The Trump administration has, in its final weeks in office, unveiled a plan to meet the 355-ship Navy it promised early on -- but the costs associated with it could intensify a battle for Defense Department dollars as the Navy prepares to pour tens of billions of dollars into shipbuilding.
The 30-year shipbuilding plan, according to the White House, "represents a historic investment that would protect U.S. national security for decades to come."
"The Administration's 30-Year Shipbuilding Plan proposes $167 billion ... for 82 battle force ships, 21 unmanned vessels, and nuclear ship overhauls to expand the Navy's fleet," the White House said in a statement.

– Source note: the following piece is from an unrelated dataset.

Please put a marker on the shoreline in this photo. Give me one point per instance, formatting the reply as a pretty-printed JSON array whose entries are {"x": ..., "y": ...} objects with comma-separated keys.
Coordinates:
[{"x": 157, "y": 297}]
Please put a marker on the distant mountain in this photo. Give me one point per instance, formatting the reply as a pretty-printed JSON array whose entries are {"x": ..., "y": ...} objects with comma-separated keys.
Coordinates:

The plan was informed by a nine-month study led by Navy and Marine Corps leaders to ensure the military has the force makeup needed to deter Chinese and Russian aggression worldwide. That study, released by the Navy on Thursday, says shipbuilding budgets will jump from $22 billion in 2022 to almost $34 billion a year by 2025.

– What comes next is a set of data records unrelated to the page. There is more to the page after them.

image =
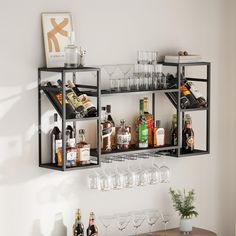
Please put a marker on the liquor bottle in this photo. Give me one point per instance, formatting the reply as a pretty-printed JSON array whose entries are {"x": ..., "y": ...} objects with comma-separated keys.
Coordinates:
[
  {"x": 123, "y": 137},
  {"x": 71, "y": 52},
  {"x": 142, "y": 128},
  {"x": 149, "y": 120},
  {"x": 83, "y": 150},
  {"x": 161, "y": 78},
  {"x": 159, "y": 135},
  {"x": 56, "y": 99},
  {"x": 192, "y": 101},
  {"x": 199, "y": 97},
  {"x": 74, "y": 100},
  {"x": 113, "y": 135},
  {"x": 89, "y": 109},
  {"x": 174, "y": 131},
  {"x": 78, "y": 227},
  {"x": 188, "y": 135},
  {"x": 106, "y": 131},
  {"x": 55, "y": 141},
  {"x": 92, "y": 229},
  {"x": 71, "y": 153}
]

Plans call for 10 destroyers, 15 frigates and more than a dozen new submarines.
Big changes to the fleet will include the introduction of unmanned surface vessels, the possibility of a future aircraft carrier beyond the Ford class, and 10 new light amphibious warships that can transport Marines straight up to a beach.
Sailors and Marines are expected to operate in more dispersed environments, spread out across vast areas, leading to the need for more ships. The Navy will need more submarines, small-surface combatants and amphibious ships to operate in what officials say will be an ever more challenging environment, officials told reporters Thursday.
The size of the fleet will hit the long-promised 355-ship level by 2033, the study adds. That's up from a low of 271 ships in 2015, and about 300 today. By 2045, the Navy will have more than 500 battle force and unmanned ships, the study states, matching a plan introduced by former Defense Secretary Mark Esper just before he was fired last month.
But officials say it's about more than size. The Navy will be left with "a better mix of ships to prevail in great power competition and conflict compared to the current inventory," the study states.
"It is about equipping our future force for the enduring defense of our nation," Deputy Defense Secretary David Norquist added in a Thursday evening statement.
Senior Navy and Marine Corps officials who briefed reporters on the study Thursday declined to offer many details about how the department expects to pay for the big shipbuilding plans. The study assumes the Navy Department's budget will increase by 2% each year, on top of a 2.1% adjustment for inflation.
The officials, who spoke on the condition of anonymity before the study was publicly released, also pointed to White House plans to cut by 2022 the Pentagon's wartime Overseas Contingency Operations budget, known as OCO, and redirect those funds.
"The [plan] supports bringing America's troops home from endless wars and directing those resources to key national security priorities," the White House statement reads. Whether the plan survives the turnover to the Biden administration in January remains to be seen.
Shipbuilding plans are typically released in February alongside the Navy Department's budget request. But Navy and Marine leaders were tasked with conducting additional analysis this year to ensure the sea services are on track to remain competitive decades from now.
Top Navy and Marine Corps leaders have stressed that China's actions in the Asia-Pacific region have been a game-changer, leading to an intense need to shift efforts to counter threats posed by the country.
The sea services worked together on the plan to design a future fleet, and the results, according to a top Marine official, will be a force better equipped to face off against China.
"[The study] is based upon a threat that's moving and maneuvering every day," the official added. "It's a wicked-hard problem to build a long-term plan for objects that take a while to build with a threat that's morphing every day."
Aside from funding, Navy officials acknowledged they will face challenges in the ability of shipyards to take on the extra work associated with building so many new ships.
"Our industrial base is part of our national security," a senior Navy official said. "We need to partner and work with that ... base to create the capacity we need to deliver on this plan. It's going to take a lot of work; it's going to take partnership with the Department of Labor to build the workforce.
"But I am confident," the official added, "with ... the resources we've laid in as a country, we can certainly achieve this plan."